I have a signed and self-distributed extension (web extension format) which uses launchWebAuthFlow to grab an OAuth token. When the OAuth provider redirects back to the redirect URL (https://<id>.extensions.allizom.org as returned by getRedirectURL()) in DE 58.0b4, I receive a 403 Forbidden error. However in normal FF Quantum 57.0 the request completes successfully.
Any idea why the extensions.allizom.org request is failing in DE?
Edit to add: the SSL cert check for the allizom.org redirect URL fails as well in DE:
e8dd248662ffce379a122e1416e16a0266347994.extensions.allizom.org uses an invalid security certificate.
The certificate is only valid for the following names:
*.allizom.org, allizom.org
Error code: SSL_ERROR_BAD_CERT_DOMAIN
Again, in normal FF there are no SSL errors on the redirect URL.
It turns out regular FF wasn’t succeeding, but it was silently failing. The webAuthFlow popup would close (as opposed to dev where it remained open but showed the error) but the oauth flow didn’t actually succeed.
Looking in the extension debug console in non-dev FF, I see two errors: one is the same SSL cert error I posted above, and the second is: The resource at “https://www.reddit.com/api/v1/access_token” was blocked because tracking protection is enabled.

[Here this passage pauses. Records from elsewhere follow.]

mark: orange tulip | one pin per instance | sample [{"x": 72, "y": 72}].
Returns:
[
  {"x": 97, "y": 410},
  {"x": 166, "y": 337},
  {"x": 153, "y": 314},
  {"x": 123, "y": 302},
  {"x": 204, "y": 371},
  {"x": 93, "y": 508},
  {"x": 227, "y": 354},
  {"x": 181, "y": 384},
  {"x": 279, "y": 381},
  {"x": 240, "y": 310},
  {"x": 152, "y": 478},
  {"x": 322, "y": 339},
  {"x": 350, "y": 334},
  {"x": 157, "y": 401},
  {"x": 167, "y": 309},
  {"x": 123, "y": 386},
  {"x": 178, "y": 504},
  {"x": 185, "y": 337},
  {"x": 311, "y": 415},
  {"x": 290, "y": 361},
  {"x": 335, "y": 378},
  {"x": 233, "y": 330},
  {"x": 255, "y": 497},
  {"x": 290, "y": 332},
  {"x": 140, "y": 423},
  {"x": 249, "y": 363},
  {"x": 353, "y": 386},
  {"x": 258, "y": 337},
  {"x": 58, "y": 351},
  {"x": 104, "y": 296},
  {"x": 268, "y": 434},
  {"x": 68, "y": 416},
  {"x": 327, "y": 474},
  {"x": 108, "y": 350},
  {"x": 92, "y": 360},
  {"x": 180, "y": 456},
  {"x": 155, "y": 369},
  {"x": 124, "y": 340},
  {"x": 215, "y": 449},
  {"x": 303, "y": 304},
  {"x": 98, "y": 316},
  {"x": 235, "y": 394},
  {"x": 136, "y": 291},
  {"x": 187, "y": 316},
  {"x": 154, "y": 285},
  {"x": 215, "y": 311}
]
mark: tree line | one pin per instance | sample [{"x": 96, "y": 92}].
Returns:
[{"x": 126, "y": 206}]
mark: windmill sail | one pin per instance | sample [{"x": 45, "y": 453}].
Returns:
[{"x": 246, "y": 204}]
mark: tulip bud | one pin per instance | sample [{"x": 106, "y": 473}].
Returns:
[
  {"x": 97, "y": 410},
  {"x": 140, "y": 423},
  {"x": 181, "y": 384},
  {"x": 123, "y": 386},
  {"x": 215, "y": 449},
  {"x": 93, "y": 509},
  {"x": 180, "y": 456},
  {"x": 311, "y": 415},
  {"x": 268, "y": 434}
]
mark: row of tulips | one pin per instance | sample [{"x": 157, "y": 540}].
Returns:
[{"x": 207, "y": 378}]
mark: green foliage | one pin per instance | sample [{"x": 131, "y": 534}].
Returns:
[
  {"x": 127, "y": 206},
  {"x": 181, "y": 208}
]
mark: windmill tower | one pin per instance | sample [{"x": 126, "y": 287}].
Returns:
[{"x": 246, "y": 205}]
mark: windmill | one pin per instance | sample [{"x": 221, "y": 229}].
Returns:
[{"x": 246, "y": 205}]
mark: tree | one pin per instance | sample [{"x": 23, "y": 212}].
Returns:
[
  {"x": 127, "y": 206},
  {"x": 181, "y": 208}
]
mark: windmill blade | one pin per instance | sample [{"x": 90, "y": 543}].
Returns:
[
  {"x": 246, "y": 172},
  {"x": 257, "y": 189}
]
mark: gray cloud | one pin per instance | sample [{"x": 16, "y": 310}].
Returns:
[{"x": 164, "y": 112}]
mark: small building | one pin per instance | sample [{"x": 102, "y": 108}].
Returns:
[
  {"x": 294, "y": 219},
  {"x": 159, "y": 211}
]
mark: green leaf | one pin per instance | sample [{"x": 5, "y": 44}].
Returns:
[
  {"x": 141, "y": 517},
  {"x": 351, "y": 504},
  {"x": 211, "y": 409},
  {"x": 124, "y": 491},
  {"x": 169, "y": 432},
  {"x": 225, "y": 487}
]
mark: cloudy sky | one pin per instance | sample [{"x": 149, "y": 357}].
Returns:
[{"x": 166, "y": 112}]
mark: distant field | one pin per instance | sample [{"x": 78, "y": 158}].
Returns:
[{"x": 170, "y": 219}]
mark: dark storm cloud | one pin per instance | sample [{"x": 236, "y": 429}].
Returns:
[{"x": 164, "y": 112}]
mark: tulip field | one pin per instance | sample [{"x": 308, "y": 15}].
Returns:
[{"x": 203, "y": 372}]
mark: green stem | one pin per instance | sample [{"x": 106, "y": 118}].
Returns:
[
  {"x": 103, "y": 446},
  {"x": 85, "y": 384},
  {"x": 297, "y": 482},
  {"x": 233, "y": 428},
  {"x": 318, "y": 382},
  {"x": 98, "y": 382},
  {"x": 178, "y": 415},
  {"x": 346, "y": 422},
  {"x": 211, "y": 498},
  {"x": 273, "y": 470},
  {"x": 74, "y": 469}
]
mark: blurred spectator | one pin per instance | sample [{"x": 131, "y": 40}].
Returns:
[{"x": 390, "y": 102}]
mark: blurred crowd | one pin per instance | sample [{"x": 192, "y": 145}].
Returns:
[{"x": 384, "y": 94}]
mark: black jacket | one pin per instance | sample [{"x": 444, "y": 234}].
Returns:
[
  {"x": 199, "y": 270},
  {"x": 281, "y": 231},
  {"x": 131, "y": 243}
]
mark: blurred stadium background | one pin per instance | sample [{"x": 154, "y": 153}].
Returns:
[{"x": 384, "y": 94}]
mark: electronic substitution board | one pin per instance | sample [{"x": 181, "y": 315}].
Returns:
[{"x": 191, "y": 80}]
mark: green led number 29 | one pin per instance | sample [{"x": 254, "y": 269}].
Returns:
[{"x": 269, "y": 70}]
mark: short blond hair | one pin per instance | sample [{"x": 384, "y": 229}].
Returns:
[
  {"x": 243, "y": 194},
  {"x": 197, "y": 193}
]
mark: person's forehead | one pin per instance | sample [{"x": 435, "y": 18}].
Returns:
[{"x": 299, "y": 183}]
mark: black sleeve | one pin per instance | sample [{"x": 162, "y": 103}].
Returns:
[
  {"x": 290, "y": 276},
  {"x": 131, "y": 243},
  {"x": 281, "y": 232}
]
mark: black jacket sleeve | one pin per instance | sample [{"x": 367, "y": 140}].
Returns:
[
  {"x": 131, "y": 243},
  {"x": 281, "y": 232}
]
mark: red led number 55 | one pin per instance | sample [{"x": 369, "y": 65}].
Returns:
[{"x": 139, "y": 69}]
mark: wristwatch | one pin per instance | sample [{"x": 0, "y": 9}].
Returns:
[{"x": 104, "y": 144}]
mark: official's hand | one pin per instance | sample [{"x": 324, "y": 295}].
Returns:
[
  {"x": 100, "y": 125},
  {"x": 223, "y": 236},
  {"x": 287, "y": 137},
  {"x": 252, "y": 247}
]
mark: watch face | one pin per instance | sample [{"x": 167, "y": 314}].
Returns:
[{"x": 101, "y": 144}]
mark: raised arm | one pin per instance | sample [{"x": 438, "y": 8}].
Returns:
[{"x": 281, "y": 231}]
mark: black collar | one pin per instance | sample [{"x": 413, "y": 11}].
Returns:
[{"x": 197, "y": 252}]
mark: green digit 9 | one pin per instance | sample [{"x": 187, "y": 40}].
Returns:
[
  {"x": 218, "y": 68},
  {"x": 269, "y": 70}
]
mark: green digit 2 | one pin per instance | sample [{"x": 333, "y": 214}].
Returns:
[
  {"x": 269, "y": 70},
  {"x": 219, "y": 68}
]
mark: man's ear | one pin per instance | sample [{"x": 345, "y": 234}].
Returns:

For some reason tracking protection blocks access to reddit’s oauth endpoint. After disabling tracking protection in non-dev, the oauth flow completes successfully.
However in DE, even with tracking protection disabled, the oauth flow does not succeed and I continue to get the 403 Forbidden error (after adding an exception for the SSL cert issue). There are no logs in the extension console regarding this failure - it doesn’t mention tracking protection as non-dev does.